Prix : une sombre menace pour les hypers

Rédigé le 26/06/2020


La moitié des grands hypers, en réalité, est mal placée en prix sur les références majeures. Depuis le déconfinement, la croissance du format ne repose que sur les promos mais tous les clients ne sont pas revenus. Ce qui met les distributeurs sous pression pour accélérer le rythme. 

Ce n'était pas le thème central de la dernière journée "partage et prospective" de l'Institut du commerce, ce 25 juin. Mais les chiffres qui y ont été présentés sont sans appel. Près de la moitié des grands hypermarchés français sont globalement très mal placés en prix, ce qui pénalise aujourd'hui ces magasins pour récupérer les clients perdus pendant le confinement. La promo est pour l'instant la seule source de croissance du format : autant dire que les enseignes n'ont pas fini de cravacher dans les mois qui viennent. 

Selon Nielsen, 44% des hypermarchés de plus de 7500 mètres carrés vendent en effet les références majeures… plus cher que la moyenne France tous formats confondus. Le constat met à mal l'idée reçue qui faisait du prix un atout "naturel" de l'hyper. 

Évidemment, cette segmentation des hypers par taille distingue aussi les enseignes. Leclerc, avec un parc qui jauge 4900 mètres carrés en moyenne, compte peu d'unités parmi les grands paquebots. Toutes surfaces confondues, on trouve encore un gros quart des hypermarchés français (27%) plus chers que la moyenne nationale sur les références majeures. 

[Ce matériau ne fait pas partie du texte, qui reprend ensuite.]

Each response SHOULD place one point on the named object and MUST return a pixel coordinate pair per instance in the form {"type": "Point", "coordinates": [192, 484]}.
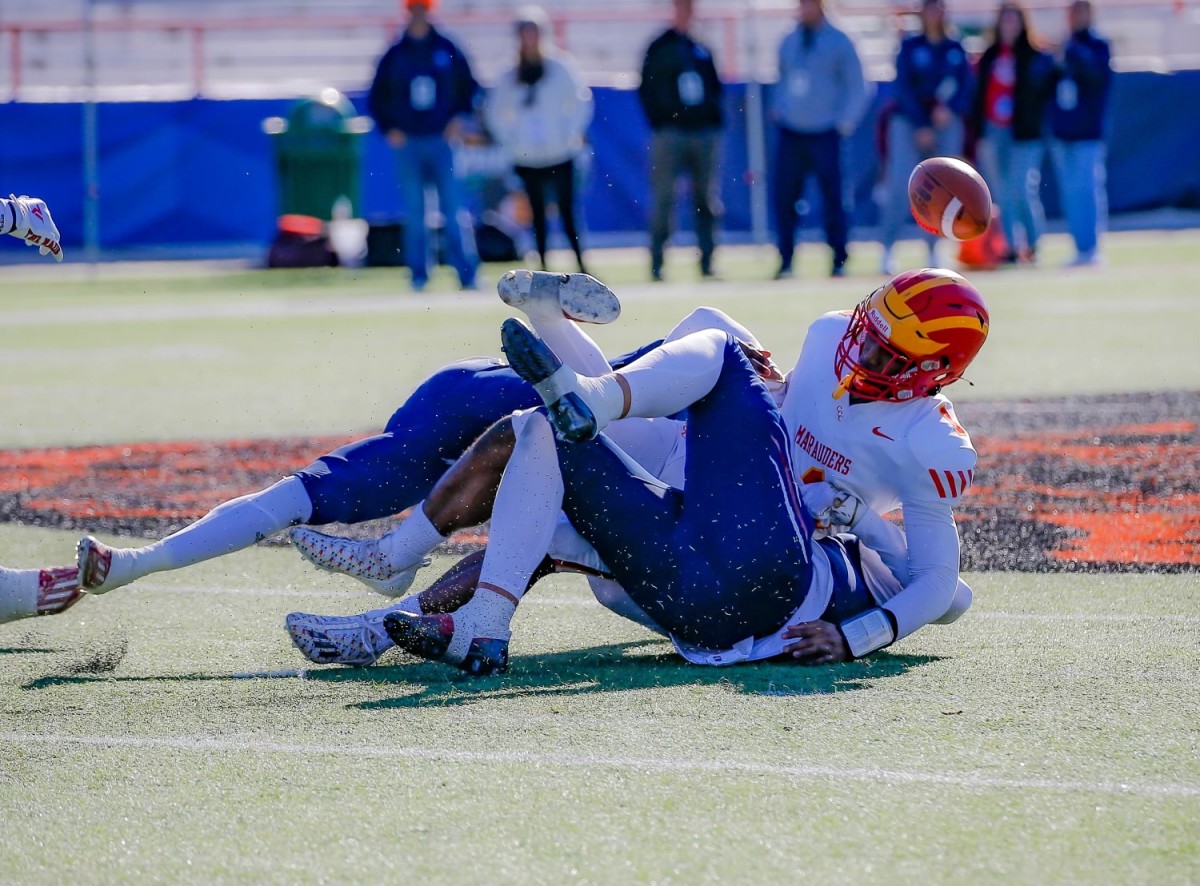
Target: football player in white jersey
{"type": "Point", "coordinates": [29, 592]}
{"type": "Point", "coordinates": [887, 433]}
{"type": "Point", "coordinates": [29, 219]}
{"type": "Point", "coordinates": [940, 322]}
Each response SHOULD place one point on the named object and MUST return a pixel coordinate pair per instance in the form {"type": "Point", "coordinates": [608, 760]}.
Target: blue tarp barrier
{"type": "Point", "coordinates": [203, 172]}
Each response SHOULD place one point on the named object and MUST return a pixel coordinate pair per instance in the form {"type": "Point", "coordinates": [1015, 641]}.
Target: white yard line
{"type": "Point", "coordinates": [646, 765]}
{"type": "Point", "coordinates": [588, 602]}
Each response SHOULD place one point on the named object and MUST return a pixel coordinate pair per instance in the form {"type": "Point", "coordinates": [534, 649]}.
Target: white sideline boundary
{"type": "Point", "coordinates": [645, 765]}
{"type": "Point", "coordinates": [1103, 617]}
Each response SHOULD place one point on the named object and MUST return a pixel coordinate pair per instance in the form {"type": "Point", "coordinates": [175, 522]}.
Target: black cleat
{"type": "Point", "coordinates": [430, 636]}
{"type": "Point", "coordinates": [535, 363]}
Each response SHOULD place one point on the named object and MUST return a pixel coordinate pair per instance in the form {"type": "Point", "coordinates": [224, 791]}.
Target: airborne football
{"type": "Point", "coordinates": [949, 198]}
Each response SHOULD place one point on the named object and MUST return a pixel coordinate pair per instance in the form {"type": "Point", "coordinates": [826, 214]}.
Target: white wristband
{"type": "Point", "coordinates": [868, 632]}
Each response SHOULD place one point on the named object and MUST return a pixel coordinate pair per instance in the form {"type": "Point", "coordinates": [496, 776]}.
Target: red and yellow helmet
{"type": "Point", "coordinates": [912, 336]}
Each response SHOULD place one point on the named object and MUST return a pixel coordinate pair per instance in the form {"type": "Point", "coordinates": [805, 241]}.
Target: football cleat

Pour ne rien arranger, c'est parmi les foyers les moins aisés, donc les plus sensibles aux prix, que les hypers ont perdu le plus de clientèle avec le covid-19. Avant le confinement, selon Kantar, le format réalisait ses meilleurs scores (près de 50% de part de marché) aussi bien auprès des "urbains privilégiés" que des "inactifs précaires". Mais dans les semaines qui ont suivi, seuls les premiers sont restés plus fidèles que la moyenne. Les ménages précaires, eux, ont déserté les hypermarchés, n'y consacrant plus qu'un tiers de leur budget. 

"C'est sur la promo que la demande est élastique"

"33% des foyers inactifs précaires disent vouloir fréquenter moins souvent les hypermarchés", pointe Gaïdic d’Albronn, directrice générale de Kantar Worldpanel France. 

"L'attractivité prix réelle des hypermarchés est en question, abonde Anne Haine, directrice générale de Nielsen France. Il n'est pas possible que les consommateurs n'aient pas vu que 56% seulement des grands hypers sont bien placés en prix. Mais la relance du format reposera davantage sur la promo que sur les prix à proprement parler : c'est là que la demande est élastique."

Toujours selon Nielsen, la totalité du chiffre d'affaires gagné par les hypermarchés depuis de déconfinement repose sur des ventes sous promo. Mais avec un niveau de trafic qui stagne à -11% ou -12% sur les trois premières semaines de juin par rapport à 2019, la réaction des enseignes n'est, à l'évidence, pas encore suffisante.